The practical implication isn't just storage savings. It's that your history is legible. When you're debugging why a streaming sub-level started failing its distance culling check three weeks ago, you can scan commit messages and diff output instead of binary-bisecting the level file.

What We Still Can't Diff Meaningfully

Structural parsing has limits. Unreal's asset serializer doesn't expose a stable, documented schema for every asset type — some internal asset formats (particularly render data cached inside UStaticMesh assets) are opaque to tooling outside the engine itself. For those sections, we fall back to block-level hashing with no semantic interpretation.

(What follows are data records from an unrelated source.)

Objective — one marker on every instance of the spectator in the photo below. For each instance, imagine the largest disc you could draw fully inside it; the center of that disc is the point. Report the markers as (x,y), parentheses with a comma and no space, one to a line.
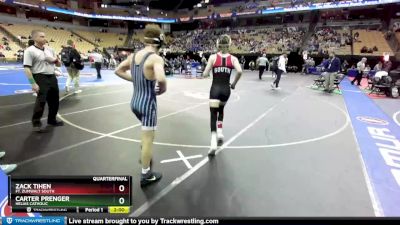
(387,65)
(360,70)
(73,72)
(378,66)
(332,67)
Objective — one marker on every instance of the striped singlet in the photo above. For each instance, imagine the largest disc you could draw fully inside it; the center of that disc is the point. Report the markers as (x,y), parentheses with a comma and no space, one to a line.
(144,101)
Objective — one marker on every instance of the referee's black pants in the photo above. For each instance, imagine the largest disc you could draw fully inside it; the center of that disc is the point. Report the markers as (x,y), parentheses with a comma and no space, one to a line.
(48,92)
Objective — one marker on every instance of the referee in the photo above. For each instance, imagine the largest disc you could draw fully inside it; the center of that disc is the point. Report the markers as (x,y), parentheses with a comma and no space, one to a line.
(39,64)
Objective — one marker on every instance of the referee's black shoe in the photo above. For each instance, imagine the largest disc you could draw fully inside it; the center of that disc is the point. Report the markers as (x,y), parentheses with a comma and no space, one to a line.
(56,123)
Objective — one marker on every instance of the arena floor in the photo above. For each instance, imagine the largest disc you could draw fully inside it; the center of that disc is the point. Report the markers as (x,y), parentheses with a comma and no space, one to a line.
(292,152)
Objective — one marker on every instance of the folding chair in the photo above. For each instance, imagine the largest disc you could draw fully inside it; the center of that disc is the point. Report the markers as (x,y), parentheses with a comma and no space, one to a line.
(381,86)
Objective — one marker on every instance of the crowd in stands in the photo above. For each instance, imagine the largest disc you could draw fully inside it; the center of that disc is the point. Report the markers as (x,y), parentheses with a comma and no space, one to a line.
(5,44)
(244,40)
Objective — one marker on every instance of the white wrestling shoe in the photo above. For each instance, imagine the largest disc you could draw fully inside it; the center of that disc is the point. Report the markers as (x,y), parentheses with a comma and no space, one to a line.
(220,136)
(213,145)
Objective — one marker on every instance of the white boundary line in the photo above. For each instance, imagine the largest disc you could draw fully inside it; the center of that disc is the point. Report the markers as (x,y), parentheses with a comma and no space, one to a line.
(80,95)
(376,205)
(341,129)
(102,136)
(145,206)
(395,118)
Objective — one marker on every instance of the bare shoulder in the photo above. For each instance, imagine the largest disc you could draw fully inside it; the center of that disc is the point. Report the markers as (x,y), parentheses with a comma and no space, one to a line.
(156,58)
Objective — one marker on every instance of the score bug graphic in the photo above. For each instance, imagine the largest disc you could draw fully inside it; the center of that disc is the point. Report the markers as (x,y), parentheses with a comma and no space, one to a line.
(70,194)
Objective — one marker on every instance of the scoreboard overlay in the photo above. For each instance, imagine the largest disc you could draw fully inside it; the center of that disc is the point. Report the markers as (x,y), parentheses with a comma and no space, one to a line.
(76,194)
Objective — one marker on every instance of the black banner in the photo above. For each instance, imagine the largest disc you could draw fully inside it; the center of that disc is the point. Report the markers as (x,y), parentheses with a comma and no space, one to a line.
(231,221)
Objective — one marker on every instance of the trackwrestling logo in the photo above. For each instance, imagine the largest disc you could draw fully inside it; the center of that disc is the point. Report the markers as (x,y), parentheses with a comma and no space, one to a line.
(6,210)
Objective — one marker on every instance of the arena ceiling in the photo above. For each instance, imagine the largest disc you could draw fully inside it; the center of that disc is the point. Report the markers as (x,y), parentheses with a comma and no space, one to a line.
(156,4)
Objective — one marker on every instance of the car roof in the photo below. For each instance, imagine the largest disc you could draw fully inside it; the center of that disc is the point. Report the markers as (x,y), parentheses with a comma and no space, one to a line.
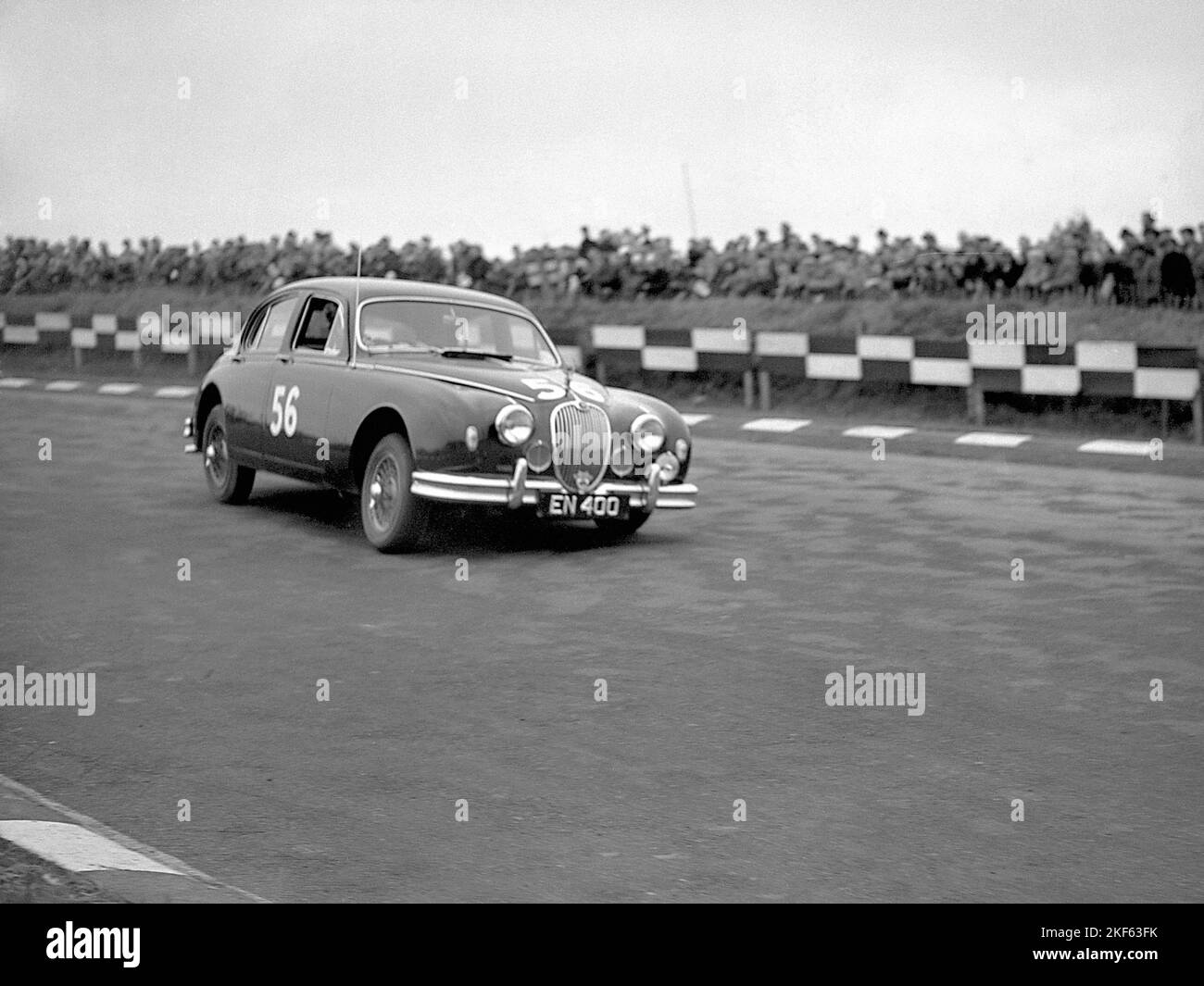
(386,287)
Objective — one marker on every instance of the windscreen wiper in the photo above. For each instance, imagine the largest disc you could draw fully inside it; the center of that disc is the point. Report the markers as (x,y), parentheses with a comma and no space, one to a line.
(476,354)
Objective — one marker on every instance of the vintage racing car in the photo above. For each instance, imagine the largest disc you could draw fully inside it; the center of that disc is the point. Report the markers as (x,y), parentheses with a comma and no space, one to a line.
(406,393)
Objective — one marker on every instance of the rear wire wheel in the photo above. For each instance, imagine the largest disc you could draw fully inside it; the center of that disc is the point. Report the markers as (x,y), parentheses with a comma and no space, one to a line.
(229,481)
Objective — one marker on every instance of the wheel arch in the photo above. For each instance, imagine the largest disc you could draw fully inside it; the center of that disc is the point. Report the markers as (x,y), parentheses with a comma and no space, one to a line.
(209,399)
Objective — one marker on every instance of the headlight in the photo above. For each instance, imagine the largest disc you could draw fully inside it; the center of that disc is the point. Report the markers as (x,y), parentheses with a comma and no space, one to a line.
(648,432)
(514,424)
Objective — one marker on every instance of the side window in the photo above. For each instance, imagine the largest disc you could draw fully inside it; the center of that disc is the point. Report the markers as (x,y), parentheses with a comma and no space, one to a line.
(252,329)
(268,339)
(323,329)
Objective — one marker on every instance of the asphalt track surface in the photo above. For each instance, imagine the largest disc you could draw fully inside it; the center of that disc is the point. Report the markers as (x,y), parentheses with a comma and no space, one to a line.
(484,689)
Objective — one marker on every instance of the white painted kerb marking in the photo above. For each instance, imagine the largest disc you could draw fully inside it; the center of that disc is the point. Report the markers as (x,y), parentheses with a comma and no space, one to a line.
(1116,447)
(775,424)
(877,431)
(76,849)
(996,440)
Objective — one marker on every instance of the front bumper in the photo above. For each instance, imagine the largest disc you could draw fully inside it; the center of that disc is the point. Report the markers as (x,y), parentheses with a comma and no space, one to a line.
(521,489)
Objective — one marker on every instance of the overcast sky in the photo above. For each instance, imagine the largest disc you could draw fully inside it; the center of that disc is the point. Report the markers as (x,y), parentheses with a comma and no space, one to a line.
(517,121)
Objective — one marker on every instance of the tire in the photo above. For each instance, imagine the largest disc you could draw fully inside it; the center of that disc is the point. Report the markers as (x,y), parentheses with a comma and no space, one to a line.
(617,529)
(394,519)
(229,481)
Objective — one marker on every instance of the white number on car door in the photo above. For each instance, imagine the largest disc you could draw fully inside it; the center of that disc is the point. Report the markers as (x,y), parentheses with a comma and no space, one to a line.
(284,416)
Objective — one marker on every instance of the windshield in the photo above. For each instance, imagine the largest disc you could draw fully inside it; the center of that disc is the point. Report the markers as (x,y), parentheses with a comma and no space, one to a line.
(400,327)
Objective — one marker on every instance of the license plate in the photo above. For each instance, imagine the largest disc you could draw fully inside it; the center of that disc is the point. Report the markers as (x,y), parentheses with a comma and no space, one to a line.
(583,505)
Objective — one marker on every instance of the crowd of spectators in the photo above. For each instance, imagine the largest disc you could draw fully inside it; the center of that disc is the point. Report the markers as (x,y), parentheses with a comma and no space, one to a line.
(1155,267)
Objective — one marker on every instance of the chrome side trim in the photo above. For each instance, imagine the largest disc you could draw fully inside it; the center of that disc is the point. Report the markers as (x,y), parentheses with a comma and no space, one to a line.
(473,384)
(501,489)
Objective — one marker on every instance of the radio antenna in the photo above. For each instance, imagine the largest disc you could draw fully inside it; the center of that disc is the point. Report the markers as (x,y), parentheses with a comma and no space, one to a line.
(359,267)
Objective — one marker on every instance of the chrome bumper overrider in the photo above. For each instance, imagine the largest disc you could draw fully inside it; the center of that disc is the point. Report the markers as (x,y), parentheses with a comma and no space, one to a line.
(521,489)
(191,432)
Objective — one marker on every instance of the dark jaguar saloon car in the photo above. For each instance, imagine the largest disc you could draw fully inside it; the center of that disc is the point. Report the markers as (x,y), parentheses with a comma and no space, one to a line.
(406,393)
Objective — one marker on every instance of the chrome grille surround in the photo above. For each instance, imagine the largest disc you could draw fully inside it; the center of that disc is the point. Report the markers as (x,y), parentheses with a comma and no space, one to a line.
(571,421)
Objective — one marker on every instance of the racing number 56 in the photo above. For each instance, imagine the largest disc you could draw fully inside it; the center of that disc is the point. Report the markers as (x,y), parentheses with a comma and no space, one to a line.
(284,417)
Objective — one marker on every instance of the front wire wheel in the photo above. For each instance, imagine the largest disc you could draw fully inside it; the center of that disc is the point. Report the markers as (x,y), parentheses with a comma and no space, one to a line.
(394,519)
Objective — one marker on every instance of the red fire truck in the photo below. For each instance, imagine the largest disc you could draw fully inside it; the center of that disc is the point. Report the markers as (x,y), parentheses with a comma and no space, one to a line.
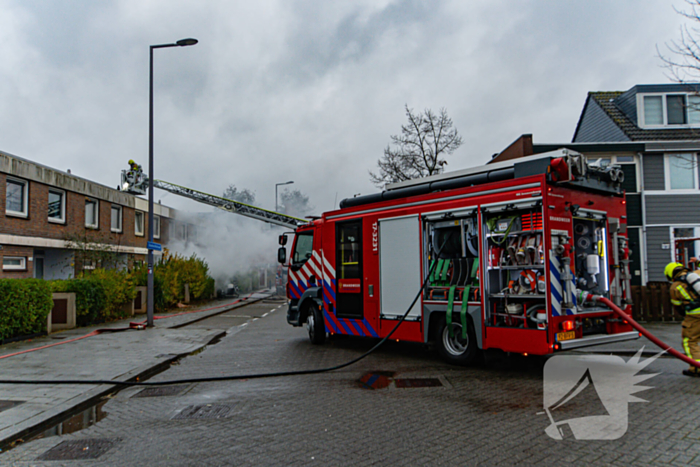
(504,251)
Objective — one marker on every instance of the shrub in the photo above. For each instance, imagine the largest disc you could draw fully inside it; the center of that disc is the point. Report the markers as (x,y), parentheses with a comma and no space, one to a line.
(99,296)
(24,306)
(170,276)
(89,298)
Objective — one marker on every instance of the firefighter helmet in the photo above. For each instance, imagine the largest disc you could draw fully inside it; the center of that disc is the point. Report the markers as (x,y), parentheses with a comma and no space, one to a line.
(670,267)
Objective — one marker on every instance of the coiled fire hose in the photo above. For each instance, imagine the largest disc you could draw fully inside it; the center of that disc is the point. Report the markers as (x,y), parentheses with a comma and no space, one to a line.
(662,345)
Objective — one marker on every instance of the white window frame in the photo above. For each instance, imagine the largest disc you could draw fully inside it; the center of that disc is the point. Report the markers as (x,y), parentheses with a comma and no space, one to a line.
(667,174)
(11,267)
(664,110)
(121,215)
(696,233)
(143,223)
(156,226)
(25,198)
(96,203)
(62,219)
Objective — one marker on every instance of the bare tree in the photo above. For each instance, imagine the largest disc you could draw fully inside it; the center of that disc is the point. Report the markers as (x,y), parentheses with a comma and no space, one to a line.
(295,203)
(420,148)
(242,196)
(683,62)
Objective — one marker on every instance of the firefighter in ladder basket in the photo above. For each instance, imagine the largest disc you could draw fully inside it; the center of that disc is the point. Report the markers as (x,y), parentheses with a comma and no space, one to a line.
(685,298)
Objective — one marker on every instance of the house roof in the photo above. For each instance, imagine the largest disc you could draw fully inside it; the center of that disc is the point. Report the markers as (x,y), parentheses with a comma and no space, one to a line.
(609,102)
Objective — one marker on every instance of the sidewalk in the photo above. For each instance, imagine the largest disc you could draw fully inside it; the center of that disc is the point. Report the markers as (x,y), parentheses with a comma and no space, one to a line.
(121,356)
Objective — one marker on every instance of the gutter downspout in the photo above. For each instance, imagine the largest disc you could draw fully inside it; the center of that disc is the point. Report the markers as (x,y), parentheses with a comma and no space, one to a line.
(645,268)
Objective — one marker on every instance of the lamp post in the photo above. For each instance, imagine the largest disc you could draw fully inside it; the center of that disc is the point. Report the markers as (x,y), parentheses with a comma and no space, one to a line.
(276,185)
(149,309)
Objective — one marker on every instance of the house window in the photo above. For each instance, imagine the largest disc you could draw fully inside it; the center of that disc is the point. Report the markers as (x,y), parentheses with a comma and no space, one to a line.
(91,213)
(156,226)
(675,106)
(681,171)
(138,223)
(670,109)
(694,110)
(16,197)
(14,263)
(686,249)
(116,219)
(653,110)
(57,206)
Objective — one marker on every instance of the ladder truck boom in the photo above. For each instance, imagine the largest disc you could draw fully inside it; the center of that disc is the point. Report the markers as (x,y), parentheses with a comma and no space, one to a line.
(136,182)
(232,206)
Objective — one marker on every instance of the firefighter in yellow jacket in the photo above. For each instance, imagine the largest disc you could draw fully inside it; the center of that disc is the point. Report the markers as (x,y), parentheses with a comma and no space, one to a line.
(686,302)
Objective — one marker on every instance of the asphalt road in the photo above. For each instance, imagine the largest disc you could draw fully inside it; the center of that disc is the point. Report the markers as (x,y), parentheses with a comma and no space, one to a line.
(482,415)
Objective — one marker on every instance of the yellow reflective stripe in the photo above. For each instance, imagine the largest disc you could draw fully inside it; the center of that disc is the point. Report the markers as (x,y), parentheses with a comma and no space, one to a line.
(685,293)
(686,347)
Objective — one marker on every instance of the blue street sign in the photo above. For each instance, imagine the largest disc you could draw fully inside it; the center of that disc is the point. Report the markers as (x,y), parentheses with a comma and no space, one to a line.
(154,246)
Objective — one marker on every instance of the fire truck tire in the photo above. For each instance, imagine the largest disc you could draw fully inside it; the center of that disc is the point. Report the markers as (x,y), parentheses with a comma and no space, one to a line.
(315,326)
(455,349)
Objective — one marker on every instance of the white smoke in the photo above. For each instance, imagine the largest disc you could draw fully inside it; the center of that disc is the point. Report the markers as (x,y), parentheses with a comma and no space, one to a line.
(229,243)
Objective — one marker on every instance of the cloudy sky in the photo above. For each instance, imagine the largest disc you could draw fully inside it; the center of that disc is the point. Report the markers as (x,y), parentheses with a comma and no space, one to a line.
(305,90)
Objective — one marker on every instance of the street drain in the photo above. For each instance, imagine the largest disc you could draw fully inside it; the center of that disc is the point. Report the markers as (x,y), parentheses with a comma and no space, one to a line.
(162,391)
(417,382)
(201,412)
(376,379)
(78,449)
(6,405)
(77,422)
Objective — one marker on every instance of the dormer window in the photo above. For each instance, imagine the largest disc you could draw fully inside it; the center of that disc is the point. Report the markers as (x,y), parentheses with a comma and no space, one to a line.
(669,110)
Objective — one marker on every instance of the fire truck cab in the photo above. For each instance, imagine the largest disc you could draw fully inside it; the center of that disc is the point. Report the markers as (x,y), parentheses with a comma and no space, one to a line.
(500,255)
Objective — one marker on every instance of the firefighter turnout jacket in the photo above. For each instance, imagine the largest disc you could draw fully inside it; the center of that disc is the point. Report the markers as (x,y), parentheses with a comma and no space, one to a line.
(686,301)
(683,297)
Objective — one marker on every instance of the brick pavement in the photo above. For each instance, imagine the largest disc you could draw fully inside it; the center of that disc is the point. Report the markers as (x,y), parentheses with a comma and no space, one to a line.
(486,415)
(106,356)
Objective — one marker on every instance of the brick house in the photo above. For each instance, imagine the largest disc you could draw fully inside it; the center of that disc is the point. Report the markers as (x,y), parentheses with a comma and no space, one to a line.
(47,217)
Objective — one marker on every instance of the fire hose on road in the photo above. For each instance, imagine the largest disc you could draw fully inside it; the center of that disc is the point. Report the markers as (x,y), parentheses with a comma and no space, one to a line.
(662,345)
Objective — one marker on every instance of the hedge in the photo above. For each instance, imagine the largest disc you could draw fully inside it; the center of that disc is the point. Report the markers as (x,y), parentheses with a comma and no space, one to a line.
(170,276)
(24,306)
(99,296)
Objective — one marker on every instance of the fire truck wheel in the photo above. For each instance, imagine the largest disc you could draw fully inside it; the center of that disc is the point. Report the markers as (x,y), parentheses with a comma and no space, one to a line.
(315,326)
(455,349)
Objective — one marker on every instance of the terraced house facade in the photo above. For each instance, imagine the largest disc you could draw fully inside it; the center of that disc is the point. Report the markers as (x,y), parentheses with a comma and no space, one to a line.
(660,125)
(54,224)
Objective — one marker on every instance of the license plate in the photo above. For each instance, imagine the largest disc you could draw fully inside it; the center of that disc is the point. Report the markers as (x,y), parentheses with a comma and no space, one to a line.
(565,336)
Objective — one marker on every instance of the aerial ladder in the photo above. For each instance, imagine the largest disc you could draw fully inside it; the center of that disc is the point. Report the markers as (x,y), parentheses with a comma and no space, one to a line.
(134,181)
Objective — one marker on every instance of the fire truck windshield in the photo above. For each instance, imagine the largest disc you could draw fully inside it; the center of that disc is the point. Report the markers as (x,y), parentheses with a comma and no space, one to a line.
(303,247)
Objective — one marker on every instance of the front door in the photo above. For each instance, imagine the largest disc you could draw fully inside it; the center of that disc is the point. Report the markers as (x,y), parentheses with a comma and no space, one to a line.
(348,260)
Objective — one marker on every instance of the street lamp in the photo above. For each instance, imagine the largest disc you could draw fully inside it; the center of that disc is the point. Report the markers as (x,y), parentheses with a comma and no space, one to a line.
(276,185)
(149,309)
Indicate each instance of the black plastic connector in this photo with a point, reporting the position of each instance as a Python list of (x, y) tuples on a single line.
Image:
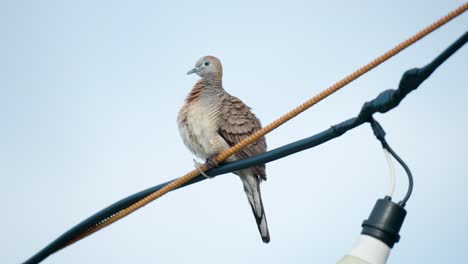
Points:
[(385, 221)]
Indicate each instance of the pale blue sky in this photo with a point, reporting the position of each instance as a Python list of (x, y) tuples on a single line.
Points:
[(89, 94)]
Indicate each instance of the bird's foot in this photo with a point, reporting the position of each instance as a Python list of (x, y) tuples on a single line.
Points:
[(211, 162), (198, 167)]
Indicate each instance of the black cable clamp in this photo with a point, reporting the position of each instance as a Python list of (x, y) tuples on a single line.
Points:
[(386, 219)]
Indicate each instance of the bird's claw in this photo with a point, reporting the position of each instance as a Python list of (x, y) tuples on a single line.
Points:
[(211, 162), (198, 167)]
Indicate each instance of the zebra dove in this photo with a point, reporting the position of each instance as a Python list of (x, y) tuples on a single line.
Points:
[(212, 120)]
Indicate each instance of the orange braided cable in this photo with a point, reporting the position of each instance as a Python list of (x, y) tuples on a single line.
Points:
[(265, 130)]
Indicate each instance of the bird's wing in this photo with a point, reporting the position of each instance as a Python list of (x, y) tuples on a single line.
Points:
[(237, 122)]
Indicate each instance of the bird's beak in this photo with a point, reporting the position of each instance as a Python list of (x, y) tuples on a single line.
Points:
[(194, 70)]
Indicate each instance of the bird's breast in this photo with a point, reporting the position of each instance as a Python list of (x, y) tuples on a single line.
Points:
[(199, 130)]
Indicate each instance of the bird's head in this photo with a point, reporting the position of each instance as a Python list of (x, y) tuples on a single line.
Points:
[(208, 66)]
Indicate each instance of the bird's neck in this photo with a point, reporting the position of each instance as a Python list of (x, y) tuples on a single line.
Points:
[(206, 88)]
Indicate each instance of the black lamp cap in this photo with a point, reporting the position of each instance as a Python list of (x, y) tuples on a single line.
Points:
[(385, 221)]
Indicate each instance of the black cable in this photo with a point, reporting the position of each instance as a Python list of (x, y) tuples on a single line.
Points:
[(380, 135), (403, 202), (384, 102)]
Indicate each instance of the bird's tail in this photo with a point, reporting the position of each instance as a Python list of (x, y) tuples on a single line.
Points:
[(252, 190)]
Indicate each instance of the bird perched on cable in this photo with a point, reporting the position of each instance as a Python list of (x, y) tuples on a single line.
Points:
[(212, 120)]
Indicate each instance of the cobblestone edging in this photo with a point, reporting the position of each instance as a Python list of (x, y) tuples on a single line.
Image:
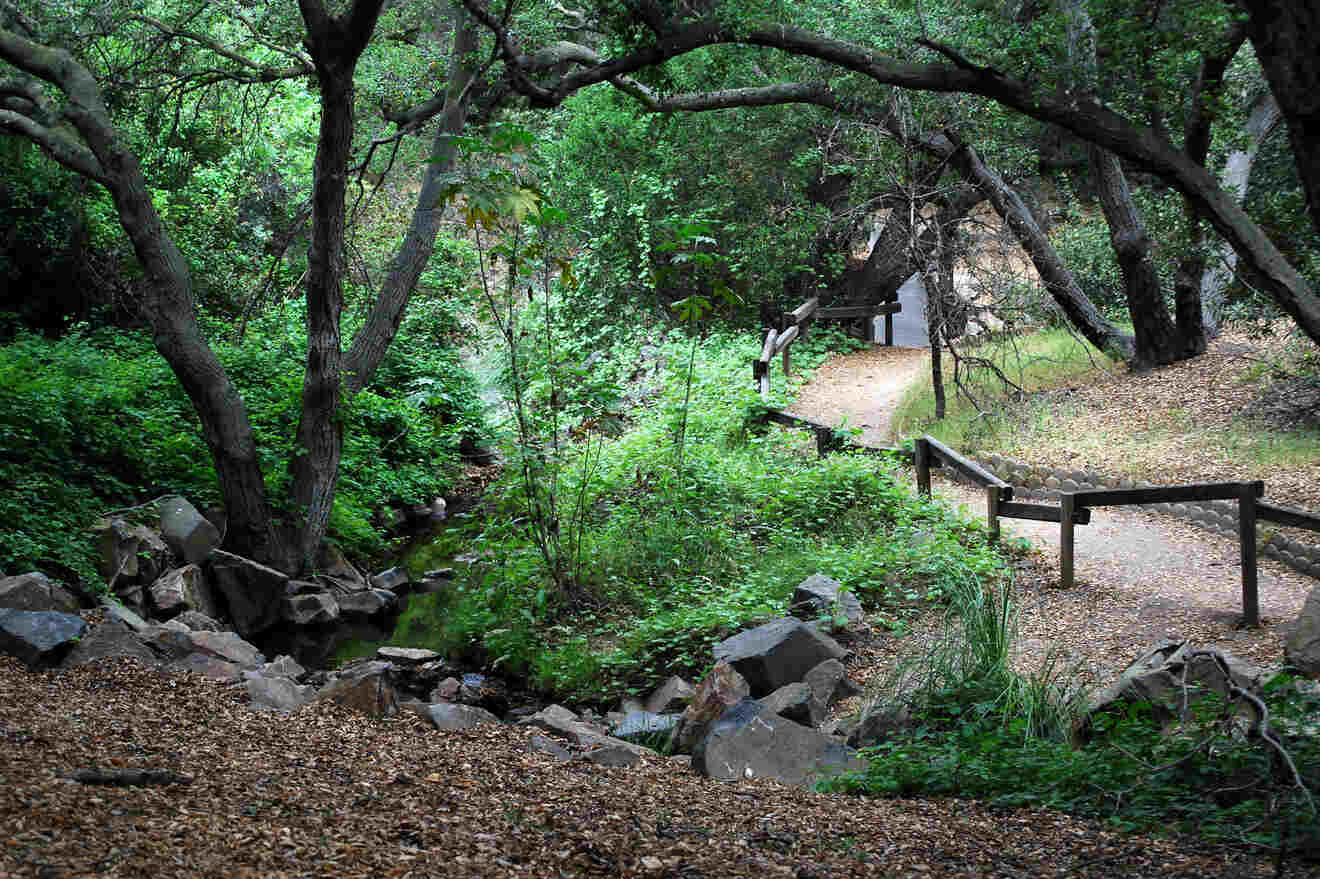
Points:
[(1220, 516)]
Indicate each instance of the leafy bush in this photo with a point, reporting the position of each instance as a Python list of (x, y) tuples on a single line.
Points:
[(97, 421)]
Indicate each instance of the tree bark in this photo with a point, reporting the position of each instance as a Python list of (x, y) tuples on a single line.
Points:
[(1057, 279), (1286, 37), (1158, 341), (378, 333), (1215, 275), (335, 45), (168, 289)]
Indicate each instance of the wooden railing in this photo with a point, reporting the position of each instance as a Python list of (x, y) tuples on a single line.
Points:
[(929, 453), (793, 327), (1075, 507)]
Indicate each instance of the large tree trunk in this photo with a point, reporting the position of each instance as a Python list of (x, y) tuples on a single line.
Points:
[(1286, 37), (1216, 273), (1158, 341), (168, 289), (335, 45), (374, 338), (1057, 279)]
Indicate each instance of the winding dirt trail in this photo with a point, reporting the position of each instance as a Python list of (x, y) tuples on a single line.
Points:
[(1142, 577)]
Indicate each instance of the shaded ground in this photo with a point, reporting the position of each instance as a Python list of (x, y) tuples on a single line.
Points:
[(326, 792), (1142, 577)]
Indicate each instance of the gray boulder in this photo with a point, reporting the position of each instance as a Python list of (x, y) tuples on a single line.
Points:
[(820, 595), (394, 580), (446, 716), (776, 653), (310, 609), (112, 639), (223, 646), (116, 611), (210, 667), (791, 701), (407, 656), (182, 589), (828, 683), (644, 727), (38, 638), (252, 591), (751, 742), (718, 692), (366, 688), (36, 591), (671, 696), (188, 532), (1302, 648), (284, 667), (280, 694), (366, 603)]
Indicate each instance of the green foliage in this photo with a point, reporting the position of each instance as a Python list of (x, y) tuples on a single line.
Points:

Texture assets (.utexture embedded in .uasset packages) store mip data in compressed formats like BC7 or ASTC. Diffing at the texel level would require decoding and re-encoding the mip chain, which is expensive and not currently on our path. We show "texture payload changed" with a size delta, and that's the honest limit of what we surface for texture edits.

We're also clear that Blueprints serialized with heavy instancing — where a single Blueprint class has hundreds of actor instances in a map, each with per-instance property overrides — produce export tables that can be legitimately large and slow to parse at scale. If your depot has 50 sub-levels each containing thousands of foliage instance overrides, our parse time per asset will be higher than simpler scenes. We tune parse timeouts and have a fast-path for assets whose top-level hash hasn't changed, but it's worth knowing the cost model.

Storage and Transfer Implications

The delta storage model compounds over time. A 300 MB .umap that receives incremental level design edits for 6 months — actors added, positions tweaked, lighting parameters adjusted — will accumulate significantly less than 300 MB × commit_count in your object store. In practice, for projects with regular incremental editing patterns, we see delta chains where the typical per-commit delta is 1–15% of the base asset size, depending on the edit intensity.

Transfer works the same way. When a developer syncs a branch they haven't touched in two weeks, Diversion computes the delta between their last-synced state and HEAD, transfers only the changed blocks, and reconstructs the full asset locally. This is the same property that makes rsync efficient for file synchronization — applied at the structured-export layer rather than the raw byte layer.

The place this story gets complicated is after major Unreal Engine version upgrades. Engine version bumps often trigger a full asset resave pass, which reserializes every asset in the depot and can invalidate most of your delta chain at the object store level — effectively requiring a new base snapshot. This is a known cost in game development with VCS tooling, not something specific to Diversion. Plan for a storage event around every major engine upgrade, and keep a resave commit isolated so its diff noise doesn't contaminate your normal history.